Büyük veri iklimlendirme sektöründe kullanılmaya yeni başladı. İlk uygulama alanı BIM – Yapı Bilgi Modelleme olmuş gibi görünüyor. Alışılagelen yöntemde yaptığımız gibi, her bir ürünün boyutları, çalışma şekilleri, teknik verileri vb. değerleri bir katalogdan almaktansa ürünün modelinden alarak projemize yansıtıyoruz. Tüm bu ürünleri ortak bir noktada tutup, projelerimizi binamızın tüm yaşam döngüsü hatta yıkılacağı gün dâhil kullanmak üzere veri ile donatıyoruz. Veri miktarı arttıkça olası hatalar azalıyor ve verimlilik artıyor.
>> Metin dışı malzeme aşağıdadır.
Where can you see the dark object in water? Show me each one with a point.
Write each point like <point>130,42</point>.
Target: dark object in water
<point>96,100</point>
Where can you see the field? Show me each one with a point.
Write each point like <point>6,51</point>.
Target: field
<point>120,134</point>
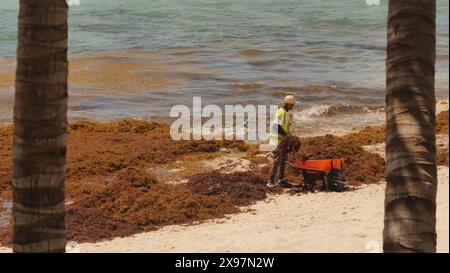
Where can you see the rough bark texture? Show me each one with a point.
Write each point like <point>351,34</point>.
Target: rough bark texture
<point>40,127</point>
<point>410,202</point>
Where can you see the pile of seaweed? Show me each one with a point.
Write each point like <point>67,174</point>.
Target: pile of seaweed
<point>136,201</point>
<point>360,166</point>
<point>244,188</point>
<point>111,191</point>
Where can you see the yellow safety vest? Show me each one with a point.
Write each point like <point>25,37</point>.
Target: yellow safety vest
<point>281,118</point>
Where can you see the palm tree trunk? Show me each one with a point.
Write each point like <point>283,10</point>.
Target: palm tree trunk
<point>40,127</point>
<point>410,201</point>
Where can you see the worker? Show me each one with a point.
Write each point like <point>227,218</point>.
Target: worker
<point>279,130</point>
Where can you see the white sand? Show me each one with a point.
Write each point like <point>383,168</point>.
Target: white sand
<point>319,222</point>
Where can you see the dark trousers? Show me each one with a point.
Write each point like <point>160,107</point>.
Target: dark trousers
<point>279,162</point>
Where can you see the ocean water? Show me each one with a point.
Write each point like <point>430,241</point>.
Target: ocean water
<point>329,54</point>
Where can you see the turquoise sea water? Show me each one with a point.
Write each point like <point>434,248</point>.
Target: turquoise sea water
<point>293,42</point>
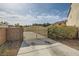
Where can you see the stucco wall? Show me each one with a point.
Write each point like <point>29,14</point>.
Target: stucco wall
<point>73,18</point>
<point>2,35</point>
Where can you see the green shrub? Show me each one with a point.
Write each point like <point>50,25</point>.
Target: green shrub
<point>62,32</point>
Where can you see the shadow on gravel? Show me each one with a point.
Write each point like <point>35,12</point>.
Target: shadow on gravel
<point>10,48</point>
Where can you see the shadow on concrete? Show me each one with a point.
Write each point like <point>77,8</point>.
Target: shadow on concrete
<point>38,41</point>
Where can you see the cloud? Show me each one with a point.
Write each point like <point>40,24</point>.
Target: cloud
<point>29,15</point>
<point>14,18</point>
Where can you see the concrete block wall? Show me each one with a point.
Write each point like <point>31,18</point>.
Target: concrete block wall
<point>10,33</point>
<point>14,33</point>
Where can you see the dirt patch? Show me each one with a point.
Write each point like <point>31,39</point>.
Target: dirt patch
<point>73,43</point>
<point>10,48</point>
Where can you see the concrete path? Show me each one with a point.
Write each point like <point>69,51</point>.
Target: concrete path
<point>31,46</point>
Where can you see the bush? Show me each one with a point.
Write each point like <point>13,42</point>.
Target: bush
<point>62,32</point>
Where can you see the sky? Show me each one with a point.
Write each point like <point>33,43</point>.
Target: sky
<point>29,13</point>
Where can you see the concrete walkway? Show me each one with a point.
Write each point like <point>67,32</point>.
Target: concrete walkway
<point>31,46</point>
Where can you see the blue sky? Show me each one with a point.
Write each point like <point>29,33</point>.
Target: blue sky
<point>25,13</point>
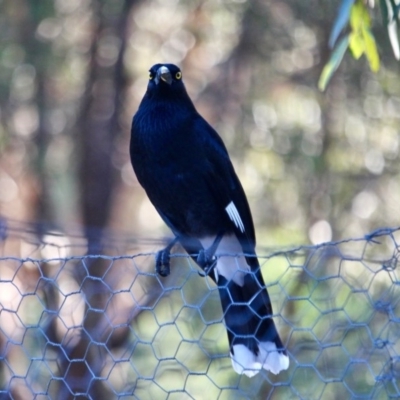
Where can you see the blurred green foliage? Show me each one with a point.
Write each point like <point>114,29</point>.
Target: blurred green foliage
<point>315,166</point>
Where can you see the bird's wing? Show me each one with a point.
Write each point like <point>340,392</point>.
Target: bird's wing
<point>224,184</point>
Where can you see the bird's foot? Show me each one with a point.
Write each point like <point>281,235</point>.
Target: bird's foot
<point>206,262</point>
<point>163,259</point>
<point>162,262</point>
<point>206,258</point>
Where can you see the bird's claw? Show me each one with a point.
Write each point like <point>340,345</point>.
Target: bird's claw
<point>206,261</point>
<point>162,262</point>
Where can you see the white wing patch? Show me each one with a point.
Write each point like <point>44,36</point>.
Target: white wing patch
<point>234,215</point>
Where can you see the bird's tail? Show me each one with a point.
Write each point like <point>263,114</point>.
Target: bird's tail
<point>253,338</point>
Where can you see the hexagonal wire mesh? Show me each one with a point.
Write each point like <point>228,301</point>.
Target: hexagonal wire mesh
<point>106,326</point>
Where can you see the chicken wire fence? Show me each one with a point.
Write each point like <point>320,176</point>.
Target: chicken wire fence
<point>105,326</point>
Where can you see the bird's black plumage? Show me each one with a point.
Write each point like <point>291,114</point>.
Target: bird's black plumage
<point>185,169</point>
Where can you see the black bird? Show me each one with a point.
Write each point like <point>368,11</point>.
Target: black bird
<point>185,169</point>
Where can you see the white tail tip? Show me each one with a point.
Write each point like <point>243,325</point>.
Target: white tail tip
<point>244,361</point>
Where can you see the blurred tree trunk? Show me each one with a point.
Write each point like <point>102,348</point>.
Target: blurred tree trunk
<point>98,126</point>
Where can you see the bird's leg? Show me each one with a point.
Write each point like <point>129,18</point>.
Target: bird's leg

Büyük verinin sektörümüzde diğer bir kullanım alanı ise kestirimci bakım (Predictive Maintenance). Bu internete bağlı tüm mekanik ekipmanlarımızın verilerini izleyerek olası bir arızanın gerçekleşmeden tespit edilmesini sağlıyor. Örneğin internete bağlı bir vana yardımı ile bağlı bulunduğu klima santralinin serpantin eğrisi çıkarılıyor, vanada bulunan yapay zekâ kullanılarak serpantinin eğrisindeki değişim birbiriyle karşılaştırılıp serpantinin tıkanıklığı fark edilerek arıza gerçekleşmeden bakım yapılabiliyor. Bunu yapabilmek için tüm bağlı bulunduğu klima santrallerinden aldığı veriler ve bu verileri analiz etmek için yapay zekâyı kullanıyor.
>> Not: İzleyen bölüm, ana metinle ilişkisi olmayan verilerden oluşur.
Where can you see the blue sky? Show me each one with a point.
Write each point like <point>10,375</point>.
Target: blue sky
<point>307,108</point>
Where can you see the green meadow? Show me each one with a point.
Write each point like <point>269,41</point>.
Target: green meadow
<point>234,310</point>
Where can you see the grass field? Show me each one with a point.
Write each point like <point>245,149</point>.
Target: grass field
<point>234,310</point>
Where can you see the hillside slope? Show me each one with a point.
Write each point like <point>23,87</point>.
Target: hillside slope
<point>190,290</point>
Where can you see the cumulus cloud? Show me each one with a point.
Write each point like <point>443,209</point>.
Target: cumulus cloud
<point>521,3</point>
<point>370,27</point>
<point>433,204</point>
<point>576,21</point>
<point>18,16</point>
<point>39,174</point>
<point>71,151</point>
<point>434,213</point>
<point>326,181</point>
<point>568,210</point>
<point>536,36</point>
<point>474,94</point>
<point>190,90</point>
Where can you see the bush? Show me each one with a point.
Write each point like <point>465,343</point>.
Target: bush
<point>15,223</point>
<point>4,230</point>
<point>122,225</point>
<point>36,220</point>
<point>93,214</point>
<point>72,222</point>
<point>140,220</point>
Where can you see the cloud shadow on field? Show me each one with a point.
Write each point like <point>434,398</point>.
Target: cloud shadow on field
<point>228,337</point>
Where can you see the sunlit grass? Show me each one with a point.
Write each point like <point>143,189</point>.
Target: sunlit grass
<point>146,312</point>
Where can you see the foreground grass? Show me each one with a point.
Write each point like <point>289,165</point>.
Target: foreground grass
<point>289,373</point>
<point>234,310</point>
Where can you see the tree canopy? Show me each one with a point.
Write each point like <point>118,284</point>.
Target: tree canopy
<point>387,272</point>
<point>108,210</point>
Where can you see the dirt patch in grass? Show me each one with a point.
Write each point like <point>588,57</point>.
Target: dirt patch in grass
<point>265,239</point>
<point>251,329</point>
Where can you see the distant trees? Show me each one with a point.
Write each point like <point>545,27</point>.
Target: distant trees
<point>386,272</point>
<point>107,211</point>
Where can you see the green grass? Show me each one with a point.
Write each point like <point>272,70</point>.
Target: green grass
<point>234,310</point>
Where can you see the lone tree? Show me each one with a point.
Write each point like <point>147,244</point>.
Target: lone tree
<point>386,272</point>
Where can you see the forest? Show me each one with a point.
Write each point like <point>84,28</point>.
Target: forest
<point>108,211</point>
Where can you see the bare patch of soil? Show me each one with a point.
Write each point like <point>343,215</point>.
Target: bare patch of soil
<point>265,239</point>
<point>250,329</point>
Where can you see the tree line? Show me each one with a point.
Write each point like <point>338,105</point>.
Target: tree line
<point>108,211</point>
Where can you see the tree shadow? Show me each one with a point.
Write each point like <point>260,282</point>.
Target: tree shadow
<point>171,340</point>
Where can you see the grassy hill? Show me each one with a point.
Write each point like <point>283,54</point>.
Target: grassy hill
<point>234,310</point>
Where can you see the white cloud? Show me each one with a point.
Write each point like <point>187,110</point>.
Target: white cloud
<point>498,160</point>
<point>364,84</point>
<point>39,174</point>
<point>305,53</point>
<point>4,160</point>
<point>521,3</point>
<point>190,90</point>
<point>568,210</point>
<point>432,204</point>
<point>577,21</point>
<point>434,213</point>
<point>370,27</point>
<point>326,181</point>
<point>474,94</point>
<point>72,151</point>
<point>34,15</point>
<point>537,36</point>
Sektörümüzü ilgilendiren bir başka nokta ise bu verilerin depolandığı veri merkezleri, dünyada depolanan verinin sürekli artması sebebi ile bu verilerin saklanması ihtiyacı da sürekli olarak artıyor. Bu sebeple dünyada en hızlı büyüyen pazarlardan biri veri merkezi pazarı. Türkiye’de son yıllarda artan bir hızla veri merkezleri açılıyor ve verilerimizi Türkiye’de bulunan sunucularda tutmaya başlıyoruz. Bunun sektörümüz açısından en büyük önemi veri merkezlerinin ana giderinin soğutma gideri olmasıdır. Verimli bir veri merkezinde toplam işletme maliyetinin %40’ı kadarı soğutma sistemi tarafından tüketilmektedir. Ülkemizde yapılan veri merkezlerinin soğutma sistemlerini incelediğimde durumun teknik anlamda mühendisliğimize ne kadar ihtiyaç duyduğunu çok daha iyi anlayabildim. Sunucuları tasarlayan ve onların çalışmasını sağlayan bilgi teknolojilerinden sorumlu mühendisler ile soğutma sistemini tasarlayan ve çalıştıran makine mühendislerinin işbirliği içerisinde çok daha iyi sistemler kurabileceklerine inanıyorum.

Görüldüğü gibi dünyada toplanan ve kayıt altına alınan veri miktarı ve bu büyük verinin önemi giderek artıyor. Verinin enformasyona dönüşmesi için amaca yönelik ayrıştırılması, analiz edilmesi ve özetlenmesi gerekiyor. Enformasyonun bilgiye dönüşmesi içinse analizlerin bir senteze ulaşması gerekli. Karar verme mekanizmalarımızda bu sürecin içerisinden geçen bilgileri kullanıyoruz. Önümüzdeki sayıda büyük verinin bilgiye dönüştürülmesi sürecinde kilit öneme sahip ve belki korkutucu derecede güçlü olan “Yapay Zekâ” konusuna değineceğim. Tüm okuyuculara, bir sonraki sayıda buluşuncaya dek sağlık ve mutluluk dilerim.